Пишу о вас в самолете, дорогая, любимая моя Майя Михайловна! А где еще можно сосредоточиться и постараться установить с вами субтильную невидимую связь, как не в окружении бесконечно живых и бесконечно недосягаемых облаков? В вас было столько женского, сексуального хулиганства и ни грамма наносного пафоса матроны! Уйдя, вы будто встали в одну из своих знаменитых поз из “Кармен” – когда вы стреляете в зрителя ногой, кончиком пуанта, а потом наблюдаете за произведенным эффектом, не отводя глаз, бездонных, безмолвных, широко закрытых глаз. Вы нас видите насквозь. Мы только думаем, что видим. Уйдя, вы словно сделали свой знаменитый взмах руками на бис – и хватит с нас. Поменяв материальную оболочку, вы не дали ни малейшего шанса ассоциировать вас с принадлежностями похоронного ритуала. Ни венков, ни надгробий, ни речей, ни орденов на подушечках, ни даже музыки. Зачем? Вы и есть – сама музыка и будете вечно звучать в каждой ноте того единственного, любимого, кто теперь уже никогда не будет ходить утром на цыпочках по мюнхенской квартире, боясь вас разбудить, не рассмеется своей веснушчатой улыбкой в ответ на вашу шутку. А музыка, гениальная музыка, переживает всё: детей, славу, даже любовь, которой она рождена. Любовь развеивается пеплом, становится огнем, улетает в облака, принимающие формы и изгибы лебединых шей, а музыка продолжает жить.

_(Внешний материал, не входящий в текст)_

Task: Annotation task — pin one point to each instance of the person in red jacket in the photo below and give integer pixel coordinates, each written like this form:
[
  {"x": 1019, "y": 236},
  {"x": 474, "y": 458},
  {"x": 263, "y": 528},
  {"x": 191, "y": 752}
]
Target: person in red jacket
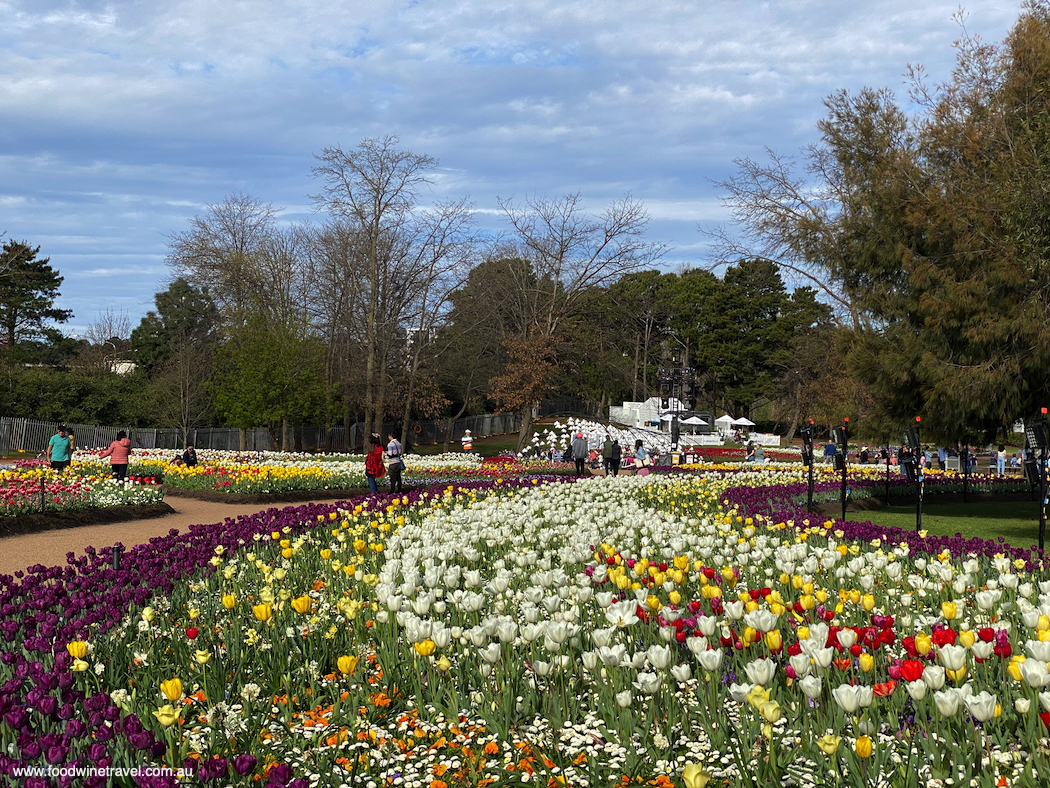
[
  {"x": 119, "y": 453},
  {"x": 374, "y": 462}
]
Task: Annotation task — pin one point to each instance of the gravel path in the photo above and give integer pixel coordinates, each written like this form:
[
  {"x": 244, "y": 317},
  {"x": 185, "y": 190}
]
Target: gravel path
[{"x": 49, "y": 547}]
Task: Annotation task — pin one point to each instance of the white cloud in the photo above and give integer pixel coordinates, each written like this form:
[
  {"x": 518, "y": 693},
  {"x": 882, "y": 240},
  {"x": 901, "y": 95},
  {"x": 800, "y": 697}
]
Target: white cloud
[{"x": 123, "y": 119}]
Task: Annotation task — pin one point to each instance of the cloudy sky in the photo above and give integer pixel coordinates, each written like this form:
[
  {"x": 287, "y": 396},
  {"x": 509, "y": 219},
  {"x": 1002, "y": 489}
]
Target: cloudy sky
[{"x": 120, "y": 121}]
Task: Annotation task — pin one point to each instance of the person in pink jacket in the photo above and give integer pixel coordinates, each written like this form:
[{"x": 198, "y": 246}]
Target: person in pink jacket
[{"x": 119, "y": 453}]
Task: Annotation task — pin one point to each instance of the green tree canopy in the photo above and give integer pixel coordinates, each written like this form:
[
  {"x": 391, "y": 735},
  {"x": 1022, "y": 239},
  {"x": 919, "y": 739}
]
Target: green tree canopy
[{"x": 28, "y": 287}]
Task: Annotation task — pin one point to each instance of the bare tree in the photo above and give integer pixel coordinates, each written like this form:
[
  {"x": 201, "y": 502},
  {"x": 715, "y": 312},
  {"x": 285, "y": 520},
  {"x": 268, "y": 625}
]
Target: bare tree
[
  {"x": 569, "y": 255},
  {"x": 373, "y": 190}
]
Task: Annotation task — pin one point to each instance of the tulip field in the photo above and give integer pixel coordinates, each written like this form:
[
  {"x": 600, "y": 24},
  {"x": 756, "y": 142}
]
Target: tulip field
[
  {"x": 686, "y": 628},
  {"x": 20, "y": 492}
]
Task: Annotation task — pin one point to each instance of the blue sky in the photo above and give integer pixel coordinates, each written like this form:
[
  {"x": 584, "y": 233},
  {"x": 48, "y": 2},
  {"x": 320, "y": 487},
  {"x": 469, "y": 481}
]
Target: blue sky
[{"x": 120, "y": 121}]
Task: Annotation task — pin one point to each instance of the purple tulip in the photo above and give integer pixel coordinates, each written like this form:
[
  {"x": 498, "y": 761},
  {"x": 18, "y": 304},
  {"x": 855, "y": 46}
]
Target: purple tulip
[{"x": 245, "y": 764}]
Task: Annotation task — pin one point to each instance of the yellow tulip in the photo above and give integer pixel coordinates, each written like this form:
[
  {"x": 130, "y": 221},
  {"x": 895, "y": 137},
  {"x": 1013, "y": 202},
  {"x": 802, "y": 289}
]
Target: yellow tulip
[
  {"x": 757, "y": 696},
  {"x": 167, "y": 716},
  {"x": 347, "y": 664},
  {"x": 828, "y": 744},
  {"x": 172, "y": 689},
  {"x": 694, "y": 776}
]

Как-то мы с Майей Михайловной гуляли у пруда, в котором плавал лебедь, и она очень серьезно сказала: “Снимите программу о лебедях. Ничего, что немузыкальную. Я много смогу рассказать, я ведь очень вдумчиво изучала характер и повадки этих птиц. О, вы не знаете, какой у них характер!”
Что в ней было особенного? Постоянство. Это нечто более земное и надежное, чем верность. Духи: только
Из магазинов ей были интересны разве что маленькие бутики косметики. Как-то раз мы накупили много соблазнительных баночек с кремами, сыворотками, лосьонами. Пока я старательно надписывала на коробочках, что после чего наносить, и переводила, как все это нас омолодит, она мечтательно, за бокалом красного вина, сказала: “Сатенька! Конечно же, никакие кремы не убирают морщин, но лицо женщины как сад: бывает старый и запущенный, а бывает старый, но очень ухоженный”.

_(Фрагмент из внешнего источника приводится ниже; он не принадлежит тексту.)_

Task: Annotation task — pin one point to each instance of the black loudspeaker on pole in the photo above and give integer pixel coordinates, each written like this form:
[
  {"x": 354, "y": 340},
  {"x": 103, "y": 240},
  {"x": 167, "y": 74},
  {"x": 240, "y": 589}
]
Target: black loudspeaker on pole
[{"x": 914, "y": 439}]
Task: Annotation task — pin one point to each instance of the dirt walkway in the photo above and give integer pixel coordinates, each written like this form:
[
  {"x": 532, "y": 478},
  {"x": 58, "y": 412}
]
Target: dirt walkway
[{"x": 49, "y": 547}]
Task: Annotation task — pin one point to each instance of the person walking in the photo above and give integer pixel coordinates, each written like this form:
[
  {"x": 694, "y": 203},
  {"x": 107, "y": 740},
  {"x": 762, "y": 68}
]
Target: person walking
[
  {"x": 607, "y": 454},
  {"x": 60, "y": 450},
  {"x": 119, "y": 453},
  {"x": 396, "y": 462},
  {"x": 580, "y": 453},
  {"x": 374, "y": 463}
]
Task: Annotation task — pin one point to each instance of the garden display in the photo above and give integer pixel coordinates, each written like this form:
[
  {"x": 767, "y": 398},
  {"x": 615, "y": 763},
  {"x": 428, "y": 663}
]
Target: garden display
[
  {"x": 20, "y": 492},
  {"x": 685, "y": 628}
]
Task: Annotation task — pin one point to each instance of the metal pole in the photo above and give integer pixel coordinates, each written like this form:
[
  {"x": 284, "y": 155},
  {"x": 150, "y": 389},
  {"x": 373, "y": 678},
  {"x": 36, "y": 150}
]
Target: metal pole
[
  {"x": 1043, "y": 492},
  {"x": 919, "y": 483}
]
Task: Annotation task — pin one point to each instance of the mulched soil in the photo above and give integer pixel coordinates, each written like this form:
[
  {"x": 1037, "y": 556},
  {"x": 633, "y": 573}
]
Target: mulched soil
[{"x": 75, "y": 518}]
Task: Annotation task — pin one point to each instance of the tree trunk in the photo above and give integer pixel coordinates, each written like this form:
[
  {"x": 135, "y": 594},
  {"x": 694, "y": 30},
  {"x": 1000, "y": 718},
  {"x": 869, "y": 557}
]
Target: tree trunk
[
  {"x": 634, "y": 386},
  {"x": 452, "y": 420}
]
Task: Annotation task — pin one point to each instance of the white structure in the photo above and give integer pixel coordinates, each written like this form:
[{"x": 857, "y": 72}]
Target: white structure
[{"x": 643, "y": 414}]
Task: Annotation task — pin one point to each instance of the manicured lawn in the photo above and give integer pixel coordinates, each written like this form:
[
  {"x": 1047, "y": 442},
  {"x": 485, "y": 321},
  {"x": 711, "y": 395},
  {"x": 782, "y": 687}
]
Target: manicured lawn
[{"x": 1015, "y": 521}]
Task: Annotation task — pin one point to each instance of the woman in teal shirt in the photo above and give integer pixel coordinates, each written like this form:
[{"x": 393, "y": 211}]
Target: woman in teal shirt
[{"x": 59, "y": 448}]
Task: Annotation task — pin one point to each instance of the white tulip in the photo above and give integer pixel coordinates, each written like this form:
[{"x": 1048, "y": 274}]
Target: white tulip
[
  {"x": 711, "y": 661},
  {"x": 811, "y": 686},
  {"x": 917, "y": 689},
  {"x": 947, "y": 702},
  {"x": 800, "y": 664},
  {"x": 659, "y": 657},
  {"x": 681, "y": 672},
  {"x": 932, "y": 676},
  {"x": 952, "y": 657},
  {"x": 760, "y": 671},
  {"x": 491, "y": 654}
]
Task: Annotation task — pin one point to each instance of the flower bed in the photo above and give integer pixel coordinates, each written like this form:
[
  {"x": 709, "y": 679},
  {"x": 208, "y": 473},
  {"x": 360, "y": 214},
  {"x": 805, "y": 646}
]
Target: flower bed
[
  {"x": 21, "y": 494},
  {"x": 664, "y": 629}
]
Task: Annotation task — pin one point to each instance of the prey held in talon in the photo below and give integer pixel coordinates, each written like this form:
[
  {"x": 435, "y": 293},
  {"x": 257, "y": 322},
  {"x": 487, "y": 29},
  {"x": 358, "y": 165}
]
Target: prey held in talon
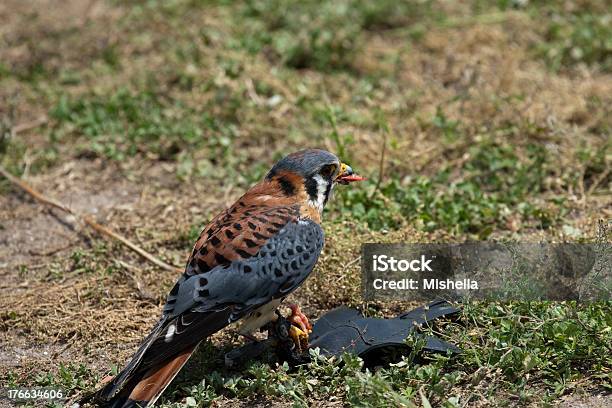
[{"x": 245, "y": 262}]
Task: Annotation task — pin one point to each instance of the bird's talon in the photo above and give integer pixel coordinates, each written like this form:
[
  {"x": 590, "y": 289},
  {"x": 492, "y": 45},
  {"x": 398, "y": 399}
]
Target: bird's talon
[{"x": 299, "y": 337}]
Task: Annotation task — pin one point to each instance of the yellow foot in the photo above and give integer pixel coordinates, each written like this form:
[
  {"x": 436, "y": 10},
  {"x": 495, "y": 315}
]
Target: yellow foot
[
  {"x": 300, "y": 338},
  {"x": 300, "y": 328}
]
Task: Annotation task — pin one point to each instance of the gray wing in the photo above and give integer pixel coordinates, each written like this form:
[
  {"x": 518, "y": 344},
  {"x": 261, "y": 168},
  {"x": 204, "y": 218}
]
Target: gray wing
[
  {"x": 207, "y": 302},
  {"x": 280, "y": 266}
]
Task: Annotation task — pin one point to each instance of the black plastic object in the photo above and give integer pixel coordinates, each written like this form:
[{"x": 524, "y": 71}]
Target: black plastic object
[
  {"x": 378, "y": 341},
  {"x": 374, "y": 339}
]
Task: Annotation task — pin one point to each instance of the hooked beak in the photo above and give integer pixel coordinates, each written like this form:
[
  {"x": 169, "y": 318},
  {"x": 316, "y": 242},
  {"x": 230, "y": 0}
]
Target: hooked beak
[{"x": 347, "y": 175}]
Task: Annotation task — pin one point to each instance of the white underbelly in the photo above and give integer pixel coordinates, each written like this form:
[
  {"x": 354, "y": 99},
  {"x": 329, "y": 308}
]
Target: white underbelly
[{"x": 259, "y": 317}]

Было в ней, несмотря на то, что принято называть “звездным статусом”, вечное ученичество. Помню, после репетиции с Бежаром балета “Куразука” она, усталая и отчаявшаяся, прилегла прямо в сапожках поверх покрывала кровати у меня в парижской квартире и стала, как девочка, говорить, что ей неудобен один из элементов, поставленных сегодня мэтром. “Майечка Михална, ну давайте завтра скажем, что вам так не нравится, пусть поставит этот момент иначе”. – “Вы что?! Это же Бежар! Как я могу ему сказать что-то поперек?” В ней при всей величественности было столько нерастраченной девичьей нежности, о которой, мне кажется, мало кто догадывался! Она могла играть роковую красавицу, искусительницу, но с годами становилась всё лучезарнее – как солнце, катясь по небосводу, становится всё теплее и мягче.

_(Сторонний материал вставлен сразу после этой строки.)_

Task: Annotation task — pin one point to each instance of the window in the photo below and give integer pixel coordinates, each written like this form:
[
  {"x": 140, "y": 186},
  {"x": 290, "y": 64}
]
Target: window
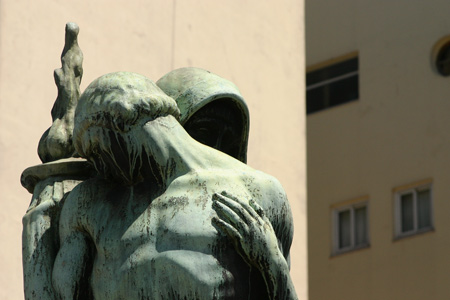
[
  {"x": 332, "y": 85},
  {"x": 413, "y": 210},
  {"x": 350, "y": 227}
]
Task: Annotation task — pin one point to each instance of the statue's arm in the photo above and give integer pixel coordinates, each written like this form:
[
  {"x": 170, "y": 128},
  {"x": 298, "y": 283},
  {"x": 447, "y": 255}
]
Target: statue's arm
[
  {"x": 256, "y": 241},
  {"x": 40, "y": 239}
]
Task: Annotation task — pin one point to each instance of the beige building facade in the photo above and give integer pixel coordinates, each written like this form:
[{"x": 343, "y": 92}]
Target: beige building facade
[
  {"x": 257, "y": 45},
  {"x": 378, "y": 158}
]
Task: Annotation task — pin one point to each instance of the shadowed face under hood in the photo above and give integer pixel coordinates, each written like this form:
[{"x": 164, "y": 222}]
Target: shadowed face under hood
[{"x": 212, "y": 110}]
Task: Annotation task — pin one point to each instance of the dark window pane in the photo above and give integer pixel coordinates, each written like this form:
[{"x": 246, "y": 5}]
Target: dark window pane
[
  {"x": 332, "y": 71},
  {"x": 360, "y": 226},
  {"x": 424, "y": 209},
  {"x": 344, "y": 229},
  {"x": 407, "y": 217},
  {"x": 332, "y": 94}
]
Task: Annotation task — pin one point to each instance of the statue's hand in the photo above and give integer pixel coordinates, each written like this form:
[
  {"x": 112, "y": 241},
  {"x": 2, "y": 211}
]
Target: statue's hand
[{"x": 251, "y": 231}]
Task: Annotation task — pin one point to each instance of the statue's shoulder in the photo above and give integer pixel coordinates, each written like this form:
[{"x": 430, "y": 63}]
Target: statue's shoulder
[{"x": 88, "y": 190}]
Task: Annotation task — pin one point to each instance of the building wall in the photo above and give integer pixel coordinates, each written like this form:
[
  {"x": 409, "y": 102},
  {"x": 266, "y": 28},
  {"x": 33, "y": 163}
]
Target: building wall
[
  {"x": 257, "y": 45},
  {"x": 395, "y": 134}
]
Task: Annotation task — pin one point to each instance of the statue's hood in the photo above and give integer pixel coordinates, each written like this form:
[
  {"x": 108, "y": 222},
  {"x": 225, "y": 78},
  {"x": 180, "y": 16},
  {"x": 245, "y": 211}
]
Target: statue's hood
[{"x": 193, "y": 88}]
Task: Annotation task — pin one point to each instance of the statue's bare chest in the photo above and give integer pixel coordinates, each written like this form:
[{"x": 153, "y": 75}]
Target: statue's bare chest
[{"x": 159, "y": 243}]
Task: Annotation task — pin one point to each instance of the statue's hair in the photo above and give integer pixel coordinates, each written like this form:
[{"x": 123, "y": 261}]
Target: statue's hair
[{"x": 107, "y": 112}]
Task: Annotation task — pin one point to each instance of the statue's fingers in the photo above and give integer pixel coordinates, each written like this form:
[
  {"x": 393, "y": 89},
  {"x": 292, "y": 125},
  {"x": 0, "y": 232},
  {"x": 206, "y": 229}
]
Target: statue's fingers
[
  {"x": 258, "y": 209},
  {"x": 237, "y": 206},
  {"x": 243, "y": 203},
  {"x": 228, "y": 214},
  {"x": 226, "y": 229}
]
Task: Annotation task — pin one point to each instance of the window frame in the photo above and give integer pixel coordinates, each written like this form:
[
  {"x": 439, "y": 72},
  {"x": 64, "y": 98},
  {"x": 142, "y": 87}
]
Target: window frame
[
  {"x": 336, "y": 250},
  {"x": 412, "y": 189}
]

В те дни весь Париж ломился на бежаровскую постановку с Плисецкой и Патриком Дюпоном. Интерес публики подогревался только что вышедшими мемуарами: “Я, Майя Плисецкая”. Она нервничала и волновалась, пока из Мюнхена не прилетел ее любимый Роба – Родион Щедрин. С лихим вызовом за час до премьеры она сказала мне: “Я же прекрасно понимаю: все идут сегодня посмотреть, на что я в свои почти семьдесят лет способна”. Она была способна на главное – магнетизировать тысячи одним лишь своим присутствием на сцене. Помню ее теорию о том, что, если привести папуаса в музей, он безошибочно остановится перед главным шедевром. Она была шедевром. В “Куразуке”, как и везде. В грим-уборной сижу рядом и не могу отвернуться от нее переодевающейся: ослепительно прекрасное гибкое тело, легкие, неискореженные мозолями ступни (неужели не кокетство, а правда это ее “Всегда была лентяйкой, ноги и тело на классах и репетициях не вымучивала. Поэтому, может, я так долго танцевала?”).